# 03 &mdash; Hypothesis Testing

*(Data Analysis and Visualization 505067 &mdash; Final Report)*

**Authored by:** Nguyen Phuc Toan

## Prerequisites

### Importing libraries

In [1]:
import pandas as pd
import numpy as np
from scipy import stats

### Loading data

In [2]:
df = pd.read_csv("../data/salaries.csv")

### Preprocessing

**Explanation:**

1. Drop duplicates with `df.drop_duplicates()`.
2. Log-transform salary to improve normality.
3. Remove outliers with MAD.

In [3]:
df = df.drop_duplicates()
df.shape

(27311, 11)

In [4]:
target_col = "salary_in_usd"

df[target_col] = np.log1p(df[target_col])

In [5]:
target_col = "salary_in_usd"

median = df[target_col].median()
mad = np.median(np.abs(df[target_col] - median))
mod_z = 0.6745 * (df[target_col] - median) / mad

df = df[np.abs(mod_z) < 3.5]
df.shape

(27220, 11)

## Hypothesis Testing

### Proposed question

*"Does working fully remotely correlate to a higher salary than on-site or hybrid work?"*

### Hypotheses

* $H_0$: The mean salary is the same across all remote ratios.
* $H_1$: There is at least one remote ratio that has a significantly different mean salary.

### One-way ANOVA Test

**Explanation:**

One-way ANOVA compares means across groups; $\text{p–value} < 0.05$ indicates at least one mean differs.

In [6]:
groups = [g["salary_in_usd"] for _, g in df.groupby("remote_ratio")]

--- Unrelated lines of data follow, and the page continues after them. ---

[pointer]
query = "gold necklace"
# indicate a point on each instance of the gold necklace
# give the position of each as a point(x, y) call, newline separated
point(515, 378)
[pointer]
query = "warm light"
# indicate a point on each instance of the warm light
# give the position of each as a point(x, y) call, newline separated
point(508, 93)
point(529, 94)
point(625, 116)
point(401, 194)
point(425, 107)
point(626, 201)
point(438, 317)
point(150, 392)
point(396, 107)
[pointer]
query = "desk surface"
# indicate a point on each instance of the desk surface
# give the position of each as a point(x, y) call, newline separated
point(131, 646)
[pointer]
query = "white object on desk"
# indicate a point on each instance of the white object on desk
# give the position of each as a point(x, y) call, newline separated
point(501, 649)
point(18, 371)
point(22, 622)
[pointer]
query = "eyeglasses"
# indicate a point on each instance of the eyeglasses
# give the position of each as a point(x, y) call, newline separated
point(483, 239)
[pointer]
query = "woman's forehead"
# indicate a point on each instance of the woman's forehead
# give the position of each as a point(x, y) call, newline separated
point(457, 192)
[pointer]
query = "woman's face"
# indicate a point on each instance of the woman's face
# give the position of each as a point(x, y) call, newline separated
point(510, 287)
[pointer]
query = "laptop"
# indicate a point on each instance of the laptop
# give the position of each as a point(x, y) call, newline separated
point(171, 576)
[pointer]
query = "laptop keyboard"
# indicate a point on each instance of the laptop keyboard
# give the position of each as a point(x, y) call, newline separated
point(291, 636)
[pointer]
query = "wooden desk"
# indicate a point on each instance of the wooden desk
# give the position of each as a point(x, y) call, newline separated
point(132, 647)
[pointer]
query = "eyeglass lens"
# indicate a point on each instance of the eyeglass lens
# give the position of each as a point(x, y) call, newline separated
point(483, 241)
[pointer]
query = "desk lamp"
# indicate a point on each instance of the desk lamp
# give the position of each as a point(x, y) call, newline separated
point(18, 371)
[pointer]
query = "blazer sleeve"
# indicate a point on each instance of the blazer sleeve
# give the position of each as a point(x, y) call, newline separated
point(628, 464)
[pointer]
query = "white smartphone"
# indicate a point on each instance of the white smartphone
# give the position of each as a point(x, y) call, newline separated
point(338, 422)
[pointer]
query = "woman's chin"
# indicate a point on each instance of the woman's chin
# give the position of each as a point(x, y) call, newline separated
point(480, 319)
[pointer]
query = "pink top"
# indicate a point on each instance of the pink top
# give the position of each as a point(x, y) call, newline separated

f_stat, p_value = stats.f_oneway(*groups)
print(
    f"F-statistic = {f_stat}",
    f"\np-value = {p_value}",
)

F-statistic = 199.2627168301049 
p-value = 1.2267506437579236e-86


**Summary:**

* $\text{p–value} \approx 1.22 \times 10^{-86} \ll 0.05$.
* We reject $H_0 \Rightarrow H_1$ is true.

## Conclusion

Mean salaries are not equal across remote ratios; at least one (on-site, hybrid, or fully remote) is significantly different from others.